Nishihira Kensaku, Kuriyama Nehiro, Kadooka Kosuke, Honda Yasuhiro, Yamamoto Keisuke, Nishino Shun, Ebihara Suguru, Ogata Kenji, Kimura Toshiyuki, Koiwaya Hiroshi, Shibata Yoshisato
Department of Cardiology, Miyazaki Medical Association Hospital Miyazaki Japan.
Circ Rep. 2022 Sep 1;4(10):474-481. doi: 10.1253/circrep.CR-22-0048. eCollection 2022 Oct 7.
As life expectancy rises, percutaneous coronary intervention (PCI) is being performed more frequently, even in elderly patients with acute myocardial infarction (AMI). This study evaluated outcomes of elderly patients with AMI complicated by heart failure (AMIHF), as defined by Killip Class ≥2 at admission, who undergo PCI. We retrospectively analyzed 185 patients with AMIHF aged ≥80 years (median age 85 years) who underwent PCI between 2009 and 2019. The median follow-up period was 572 days. The rates of in-hospital major bleeding (Bleeding Academic Research Consortium Type 3 or 5) and in-hospital all-cause mortality were 20.5% and 25.9%, respectively. The proportion of frail patients increased during hospitalization, from 40.6% at admission to 59.2% at discharge (P<0.01). The cumulative incidence of all-cause mortality was 36.3% at 1 year and 44.1% at 2 years. After adjusting for confounders, advanced age, Killip Class 4, final Thrombolysis in Myocardial Infarction flow grade <3, and longer door-to-balloon time were associated with higher mortality, whereas higher left ventricular ejection fraction and cardiac rehabilitation were associated with lower mortality (all P<0.05). Progression of frailty during hospitalization was an independent risk factor for long-term mortality in hospital survivors (P<0.01). The management of patients with AMIHF aged ≥80 years who undergo PCI remains challenging, with high rates of in-hospital major bleeding, frailty progression, and mortality.

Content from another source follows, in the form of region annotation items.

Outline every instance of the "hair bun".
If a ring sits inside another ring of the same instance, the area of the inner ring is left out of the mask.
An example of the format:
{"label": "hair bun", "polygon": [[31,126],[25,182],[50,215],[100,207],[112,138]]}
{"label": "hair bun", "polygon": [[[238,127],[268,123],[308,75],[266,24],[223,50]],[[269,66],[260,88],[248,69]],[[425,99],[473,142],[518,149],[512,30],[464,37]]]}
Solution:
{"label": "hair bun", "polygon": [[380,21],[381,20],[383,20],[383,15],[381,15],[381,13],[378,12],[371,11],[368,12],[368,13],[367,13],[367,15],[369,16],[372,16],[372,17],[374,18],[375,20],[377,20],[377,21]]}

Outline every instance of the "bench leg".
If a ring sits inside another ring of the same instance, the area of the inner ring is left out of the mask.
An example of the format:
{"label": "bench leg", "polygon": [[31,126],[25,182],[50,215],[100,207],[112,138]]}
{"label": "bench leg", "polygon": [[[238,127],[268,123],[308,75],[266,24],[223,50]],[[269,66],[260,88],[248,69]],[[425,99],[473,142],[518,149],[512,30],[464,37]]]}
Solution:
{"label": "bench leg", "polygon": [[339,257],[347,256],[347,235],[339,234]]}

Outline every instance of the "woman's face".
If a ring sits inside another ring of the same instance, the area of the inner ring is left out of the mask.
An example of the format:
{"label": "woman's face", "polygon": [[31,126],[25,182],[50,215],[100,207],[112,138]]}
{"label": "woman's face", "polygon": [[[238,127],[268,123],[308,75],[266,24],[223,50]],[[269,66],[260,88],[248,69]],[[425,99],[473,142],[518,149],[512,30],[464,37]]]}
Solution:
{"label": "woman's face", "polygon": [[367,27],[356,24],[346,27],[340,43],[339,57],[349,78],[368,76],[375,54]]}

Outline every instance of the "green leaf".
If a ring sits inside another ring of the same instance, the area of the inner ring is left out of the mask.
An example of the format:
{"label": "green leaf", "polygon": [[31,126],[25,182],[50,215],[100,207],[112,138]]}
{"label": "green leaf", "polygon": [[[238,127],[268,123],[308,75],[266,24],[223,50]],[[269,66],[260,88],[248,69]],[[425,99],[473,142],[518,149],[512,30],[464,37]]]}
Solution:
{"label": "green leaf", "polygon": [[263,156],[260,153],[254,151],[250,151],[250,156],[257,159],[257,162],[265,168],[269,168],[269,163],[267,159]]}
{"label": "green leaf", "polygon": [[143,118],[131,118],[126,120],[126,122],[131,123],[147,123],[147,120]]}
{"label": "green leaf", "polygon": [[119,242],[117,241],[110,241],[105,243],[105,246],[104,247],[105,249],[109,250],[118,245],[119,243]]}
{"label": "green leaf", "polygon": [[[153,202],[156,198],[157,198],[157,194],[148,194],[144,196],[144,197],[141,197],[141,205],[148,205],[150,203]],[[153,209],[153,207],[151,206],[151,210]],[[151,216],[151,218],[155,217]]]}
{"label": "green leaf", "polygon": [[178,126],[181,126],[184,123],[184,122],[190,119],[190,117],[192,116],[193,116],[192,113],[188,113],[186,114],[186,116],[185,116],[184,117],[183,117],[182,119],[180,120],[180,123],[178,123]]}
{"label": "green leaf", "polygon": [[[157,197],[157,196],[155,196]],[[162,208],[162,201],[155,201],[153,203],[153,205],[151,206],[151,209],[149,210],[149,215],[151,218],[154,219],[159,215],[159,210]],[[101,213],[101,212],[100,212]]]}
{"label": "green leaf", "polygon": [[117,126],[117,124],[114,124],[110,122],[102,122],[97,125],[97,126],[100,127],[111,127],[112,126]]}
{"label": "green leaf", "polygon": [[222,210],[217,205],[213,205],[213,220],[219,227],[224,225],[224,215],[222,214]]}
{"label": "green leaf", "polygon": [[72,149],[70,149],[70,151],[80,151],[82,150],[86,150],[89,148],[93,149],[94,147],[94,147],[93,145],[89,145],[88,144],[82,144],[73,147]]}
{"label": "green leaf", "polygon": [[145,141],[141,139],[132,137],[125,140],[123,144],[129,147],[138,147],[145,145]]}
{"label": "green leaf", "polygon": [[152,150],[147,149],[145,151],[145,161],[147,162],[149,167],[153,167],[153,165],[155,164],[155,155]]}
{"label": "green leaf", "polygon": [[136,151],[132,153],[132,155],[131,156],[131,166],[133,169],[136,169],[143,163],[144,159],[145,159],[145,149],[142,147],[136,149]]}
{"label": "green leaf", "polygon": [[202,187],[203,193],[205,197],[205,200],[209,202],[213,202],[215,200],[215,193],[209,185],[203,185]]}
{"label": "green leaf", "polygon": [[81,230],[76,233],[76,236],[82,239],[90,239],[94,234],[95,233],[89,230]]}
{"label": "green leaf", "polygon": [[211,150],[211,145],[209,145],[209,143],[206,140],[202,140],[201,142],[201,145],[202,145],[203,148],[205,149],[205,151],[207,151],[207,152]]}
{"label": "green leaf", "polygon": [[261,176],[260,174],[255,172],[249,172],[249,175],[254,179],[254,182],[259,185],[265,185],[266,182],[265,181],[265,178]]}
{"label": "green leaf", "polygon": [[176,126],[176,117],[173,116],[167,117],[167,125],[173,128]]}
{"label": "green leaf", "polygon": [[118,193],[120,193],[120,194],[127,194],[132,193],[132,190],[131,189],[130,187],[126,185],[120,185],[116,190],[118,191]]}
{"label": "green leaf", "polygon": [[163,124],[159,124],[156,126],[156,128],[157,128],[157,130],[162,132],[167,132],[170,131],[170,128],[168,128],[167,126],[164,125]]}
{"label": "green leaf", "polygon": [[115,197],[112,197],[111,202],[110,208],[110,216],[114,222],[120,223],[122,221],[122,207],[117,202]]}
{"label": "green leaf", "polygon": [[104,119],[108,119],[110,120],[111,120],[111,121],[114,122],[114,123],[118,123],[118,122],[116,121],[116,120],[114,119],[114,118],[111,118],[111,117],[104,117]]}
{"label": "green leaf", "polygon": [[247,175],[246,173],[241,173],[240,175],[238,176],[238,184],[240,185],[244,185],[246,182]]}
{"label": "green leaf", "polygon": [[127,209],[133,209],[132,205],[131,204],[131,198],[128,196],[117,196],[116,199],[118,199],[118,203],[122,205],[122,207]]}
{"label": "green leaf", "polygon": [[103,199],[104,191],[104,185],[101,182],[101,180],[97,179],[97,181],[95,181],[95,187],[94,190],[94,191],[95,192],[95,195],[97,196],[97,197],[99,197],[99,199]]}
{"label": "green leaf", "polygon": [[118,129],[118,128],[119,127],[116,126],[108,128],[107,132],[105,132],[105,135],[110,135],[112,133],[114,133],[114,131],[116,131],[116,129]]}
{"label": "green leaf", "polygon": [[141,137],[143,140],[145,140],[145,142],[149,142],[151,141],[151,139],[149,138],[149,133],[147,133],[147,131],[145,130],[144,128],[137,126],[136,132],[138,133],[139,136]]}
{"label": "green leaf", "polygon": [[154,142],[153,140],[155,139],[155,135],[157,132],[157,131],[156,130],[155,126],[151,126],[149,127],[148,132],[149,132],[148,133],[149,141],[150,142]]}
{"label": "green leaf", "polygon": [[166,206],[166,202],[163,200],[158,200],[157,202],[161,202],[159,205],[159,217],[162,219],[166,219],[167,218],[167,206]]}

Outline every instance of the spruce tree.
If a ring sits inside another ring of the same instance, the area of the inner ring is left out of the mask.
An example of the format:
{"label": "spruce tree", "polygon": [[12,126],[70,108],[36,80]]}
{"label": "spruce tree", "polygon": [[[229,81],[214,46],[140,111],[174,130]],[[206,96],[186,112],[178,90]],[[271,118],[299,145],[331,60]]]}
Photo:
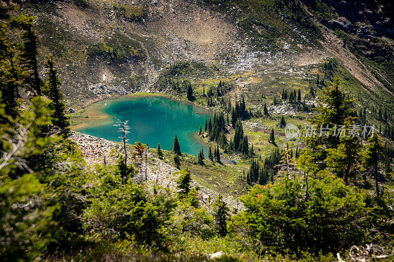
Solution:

随着预期寿命的延长,经皮冠状动脉介入治疗(PCI)的实施频率越来越高,即使是在患有急性心肌梗死(AMI)的老年患者中。本研究评估了入院时Killip分级≥2级的合并心力衰竭(AMIHF)的老年AMI患者接受PCI后的结局。我们回顾性分析了2009年至2019年间接受PCI的185例年龄≥80岁(中位年龄85岁)的AMIHF患者。中位随访期为572天。住院期间严重出血(出血学术研究联盟3型或5型)率和住院期间全因死亡率分别为20.5%和25.9%。虚弱患者的比例在住院期间增加,从入院时的40.6%增至出院时的59.2%(P<0.01)。1年时全因死亡率的累积发生率为36.3%,2年时为44.1%。在对混杂因素进行校正后,高龄、Killip 4级、心肌梗死溶栓治疗最终血流分级<3以及门球时间延长与较高死亡率相关,而较高的左心室射血分数和心脏康复与较低死亡率相关(均P<0.05)。住院期间虚弱程度的进展是住院幸存者长期死亡的独立危险因素(P<0.01)。对于年龄≥80岁的接受PCI的AMIHF患者的管理仍然具有挑战性,住院期间严重出血、虚弱进展和死亡率均较高。